From times I can’t remember, fishing had always been one of my favorite past time. I would not lie to you that I’m very good with my rod(my fishing rod I mean), which makes me an average skilled fishing guy , but although I’ve not caught any record number of fish so far, I still go crazy when it comes to fishing. Not many share the same passion and patience required to go fishing though, so I’m fortunate that all my friends have the same interest just like me.

The usual bait that we use is frogs. Snakehead fishes (such as haruan and toman) loves frog, thus the reason to use them. We have spent hours catching fish sometimes, and most of the time we go home empty handed. The thing is even if we do manage to catch a fish, we would usually release it back to the water. It’s very rare that we eat our own catch.

I’ve tried a lot of places for fishing, but my favorite spot is usually abandoned lakes and so on. The only weird thing about my fishing activity is that most of the time, we manage to catch all the other things except for a fish.

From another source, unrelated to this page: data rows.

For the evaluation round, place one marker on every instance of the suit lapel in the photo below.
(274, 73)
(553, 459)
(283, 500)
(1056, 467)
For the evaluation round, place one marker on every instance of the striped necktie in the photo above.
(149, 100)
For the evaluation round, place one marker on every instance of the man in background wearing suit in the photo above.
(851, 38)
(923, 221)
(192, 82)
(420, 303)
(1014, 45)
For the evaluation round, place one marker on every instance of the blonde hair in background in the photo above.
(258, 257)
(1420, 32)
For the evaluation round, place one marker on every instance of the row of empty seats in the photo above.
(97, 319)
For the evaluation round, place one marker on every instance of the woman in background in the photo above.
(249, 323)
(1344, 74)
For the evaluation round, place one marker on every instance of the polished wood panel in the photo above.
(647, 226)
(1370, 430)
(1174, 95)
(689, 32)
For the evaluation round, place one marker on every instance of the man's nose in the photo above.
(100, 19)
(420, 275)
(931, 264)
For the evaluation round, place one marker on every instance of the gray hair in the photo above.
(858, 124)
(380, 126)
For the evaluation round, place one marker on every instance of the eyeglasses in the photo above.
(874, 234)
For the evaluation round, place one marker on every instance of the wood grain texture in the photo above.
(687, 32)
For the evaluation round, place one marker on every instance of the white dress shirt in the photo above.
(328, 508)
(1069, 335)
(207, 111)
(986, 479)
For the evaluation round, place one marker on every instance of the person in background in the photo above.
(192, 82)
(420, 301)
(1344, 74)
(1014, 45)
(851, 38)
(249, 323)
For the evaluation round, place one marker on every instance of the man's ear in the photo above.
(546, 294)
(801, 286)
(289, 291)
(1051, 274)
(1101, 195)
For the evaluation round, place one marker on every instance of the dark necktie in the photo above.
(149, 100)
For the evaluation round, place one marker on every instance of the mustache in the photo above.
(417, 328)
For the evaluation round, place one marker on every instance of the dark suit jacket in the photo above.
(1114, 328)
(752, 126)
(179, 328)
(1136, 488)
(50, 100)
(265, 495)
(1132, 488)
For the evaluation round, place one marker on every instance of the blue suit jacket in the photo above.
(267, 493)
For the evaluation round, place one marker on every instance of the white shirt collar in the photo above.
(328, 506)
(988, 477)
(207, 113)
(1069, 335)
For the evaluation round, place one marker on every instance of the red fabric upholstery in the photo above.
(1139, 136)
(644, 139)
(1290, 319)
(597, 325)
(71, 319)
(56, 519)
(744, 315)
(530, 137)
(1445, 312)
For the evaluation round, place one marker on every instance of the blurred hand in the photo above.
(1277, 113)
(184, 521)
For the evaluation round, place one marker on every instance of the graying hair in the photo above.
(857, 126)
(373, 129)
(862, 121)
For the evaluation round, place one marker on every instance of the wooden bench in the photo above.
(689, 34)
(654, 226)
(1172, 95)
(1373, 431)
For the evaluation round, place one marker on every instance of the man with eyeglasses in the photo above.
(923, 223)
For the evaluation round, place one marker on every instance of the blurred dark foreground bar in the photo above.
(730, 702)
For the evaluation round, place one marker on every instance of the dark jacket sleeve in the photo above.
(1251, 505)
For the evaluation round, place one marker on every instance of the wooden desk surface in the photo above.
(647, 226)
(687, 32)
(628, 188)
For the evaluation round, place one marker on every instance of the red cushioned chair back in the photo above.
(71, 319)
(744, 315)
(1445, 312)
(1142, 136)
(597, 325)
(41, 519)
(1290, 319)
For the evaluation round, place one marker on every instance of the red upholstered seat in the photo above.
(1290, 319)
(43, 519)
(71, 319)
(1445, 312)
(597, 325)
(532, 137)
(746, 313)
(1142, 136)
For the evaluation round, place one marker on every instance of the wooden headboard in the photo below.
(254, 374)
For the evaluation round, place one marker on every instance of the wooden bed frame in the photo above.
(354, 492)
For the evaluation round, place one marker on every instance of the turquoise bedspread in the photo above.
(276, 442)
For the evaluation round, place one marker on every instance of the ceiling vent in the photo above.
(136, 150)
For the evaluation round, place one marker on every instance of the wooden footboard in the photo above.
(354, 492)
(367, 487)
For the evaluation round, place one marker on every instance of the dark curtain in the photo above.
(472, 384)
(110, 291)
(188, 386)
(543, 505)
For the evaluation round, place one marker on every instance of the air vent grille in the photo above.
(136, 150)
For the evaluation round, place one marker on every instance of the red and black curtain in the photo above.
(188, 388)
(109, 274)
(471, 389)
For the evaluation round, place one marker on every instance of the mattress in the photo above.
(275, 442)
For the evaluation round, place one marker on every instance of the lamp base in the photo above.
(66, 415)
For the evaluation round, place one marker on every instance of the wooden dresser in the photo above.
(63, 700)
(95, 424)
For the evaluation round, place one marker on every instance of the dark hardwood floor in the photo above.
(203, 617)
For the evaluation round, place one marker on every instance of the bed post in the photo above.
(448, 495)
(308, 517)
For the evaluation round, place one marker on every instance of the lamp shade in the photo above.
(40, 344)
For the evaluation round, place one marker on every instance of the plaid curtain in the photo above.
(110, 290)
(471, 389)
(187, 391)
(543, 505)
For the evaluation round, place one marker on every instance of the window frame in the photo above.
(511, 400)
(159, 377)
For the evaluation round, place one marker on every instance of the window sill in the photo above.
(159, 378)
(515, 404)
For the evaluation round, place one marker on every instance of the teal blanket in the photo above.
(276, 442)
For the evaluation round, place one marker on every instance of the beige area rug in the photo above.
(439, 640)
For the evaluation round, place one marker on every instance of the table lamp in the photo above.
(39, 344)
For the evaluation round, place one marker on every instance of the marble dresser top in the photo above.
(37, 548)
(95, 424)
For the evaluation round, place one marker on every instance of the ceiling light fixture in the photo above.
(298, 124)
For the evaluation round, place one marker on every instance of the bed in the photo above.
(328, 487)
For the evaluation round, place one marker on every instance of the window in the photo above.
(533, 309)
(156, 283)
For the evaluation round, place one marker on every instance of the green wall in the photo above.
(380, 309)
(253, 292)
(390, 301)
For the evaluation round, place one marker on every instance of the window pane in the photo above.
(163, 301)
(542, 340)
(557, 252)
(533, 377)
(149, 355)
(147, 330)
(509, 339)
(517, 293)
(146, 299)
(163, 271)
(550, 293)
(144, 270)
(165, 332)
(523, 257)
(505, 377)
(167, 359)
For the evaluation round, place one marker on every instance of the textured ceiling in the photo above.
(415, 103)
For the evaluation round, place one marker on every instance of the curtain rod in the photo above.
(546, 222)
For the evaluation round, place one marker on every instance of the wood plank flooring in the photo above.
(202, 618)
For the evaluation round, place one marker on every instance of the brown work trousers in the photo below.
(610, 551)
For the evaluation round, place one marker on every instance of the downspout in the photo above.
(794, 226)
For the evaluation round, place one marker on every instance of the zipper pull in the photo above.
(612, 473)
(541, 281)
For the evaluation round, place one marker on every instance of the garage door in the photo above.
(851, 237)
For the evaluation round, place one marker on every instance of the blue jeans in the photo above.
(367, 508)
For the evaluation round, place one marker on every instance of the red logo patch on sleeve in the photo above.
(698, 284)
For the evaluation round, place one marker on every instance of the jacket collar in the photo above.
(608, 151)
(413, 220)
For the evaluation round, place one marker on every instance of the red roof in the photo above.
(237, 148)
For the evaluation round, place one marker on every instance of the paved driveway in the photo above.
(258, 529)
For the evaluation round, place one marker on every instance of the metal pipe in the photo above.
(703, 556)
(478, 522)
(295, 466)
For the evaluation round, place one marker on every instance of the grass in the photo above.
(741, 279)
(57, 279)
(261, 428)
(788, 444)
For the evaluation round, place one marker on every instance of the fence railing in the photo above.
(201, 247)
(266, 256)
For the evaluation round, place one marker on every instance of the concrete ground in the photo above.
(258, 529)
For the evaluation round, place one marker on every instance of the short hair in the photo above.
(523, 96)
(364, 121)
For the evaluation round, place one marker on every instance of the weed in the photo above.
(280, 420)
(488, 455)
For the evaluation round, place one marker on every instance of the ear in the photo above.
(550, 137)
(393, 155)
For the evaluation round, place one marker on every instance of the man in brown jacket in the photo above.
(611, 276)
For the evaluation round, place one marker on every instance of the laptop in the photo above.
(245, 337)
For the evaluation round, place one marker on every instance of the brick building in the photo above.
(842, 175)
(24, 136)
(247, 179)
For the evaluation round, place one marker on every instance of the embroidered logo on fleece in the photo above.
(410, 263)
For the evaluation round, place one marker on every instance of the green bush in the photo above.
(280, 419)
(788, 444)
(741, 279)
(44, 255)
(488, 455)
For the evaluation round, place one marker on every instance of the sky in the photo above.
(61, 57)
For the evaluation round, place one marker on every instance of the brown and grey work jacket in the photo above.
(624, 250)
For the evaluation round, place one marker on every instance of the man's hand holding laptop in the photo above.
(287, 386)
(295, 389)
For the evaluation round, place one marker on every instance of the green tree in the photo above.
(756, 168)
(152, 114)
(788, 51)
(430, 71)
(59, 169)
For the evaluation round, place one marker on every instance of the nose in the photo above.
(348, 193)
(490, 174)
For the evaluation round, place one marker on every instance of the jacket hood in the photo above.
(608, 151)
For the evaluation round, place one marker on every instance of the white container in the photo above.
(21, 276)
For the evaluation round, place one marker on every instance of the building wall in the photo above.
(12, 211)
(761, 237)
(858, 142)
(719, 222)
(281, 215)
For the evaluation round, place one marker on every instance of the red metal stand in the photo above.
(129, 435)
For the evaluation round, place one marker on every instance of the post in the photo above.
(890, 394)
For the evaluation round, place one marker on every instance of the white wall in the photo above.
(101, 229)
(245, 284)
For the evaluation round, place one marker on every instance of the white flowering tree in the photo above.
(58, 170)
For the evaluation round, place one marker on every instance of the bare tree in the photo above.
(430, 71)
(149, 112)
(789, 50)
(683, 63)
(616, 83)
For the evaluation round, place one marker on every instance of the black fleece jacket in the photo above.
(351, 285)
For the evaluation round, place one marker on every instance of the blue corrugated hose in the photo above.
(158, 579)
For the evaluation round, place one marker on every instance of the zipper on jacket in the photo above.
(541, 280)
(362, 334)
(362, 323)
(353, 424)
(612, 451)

I still remember when we caught a damn snake, which ate our frog when the bait accidentally dropped just on the surface of the water. Then there was this huge lizard, and then water snake and the most recent one is a bird. All the above catch was done by Brother Deva and me while we’re out fishing.

But recently……

The other day, I was out fishing again with Brother Deva. I threw the bait, reeled the rod, and SNAP!, There was a bite. Without wasting further time, I reeled the heavy fish, while it’s fighting and my rod is going all heavy, bending is such a way that I was surprised if it’s for real. I was very excited, and after 5 minutes, the river monster (kononnya) had finally been tackled. I lifted the catch up, and one round green shaped object floated. Imagine how fucking pissed I’m when it was a turtle. And the hook was swallowed so deep that I can’t get it off. I posed with the so called catch of the day and released it.

Yesterday, I was fishing again, in another pond. The bait set, hook set, and I threw the bait. Reeling slowly, SNAP!, another catch. I reeled quickly because I do not want the fish to escape. Imagine my horror when it’s a fucking turtle again. Ammeh punthe vidum aminah punthe vidum urpedathe ne sollevangge…


I was so fucking pissed that I packed my rod and vowed not to catch for some time again. Maybe I should just write about Friendster girls instead, I excel better in that.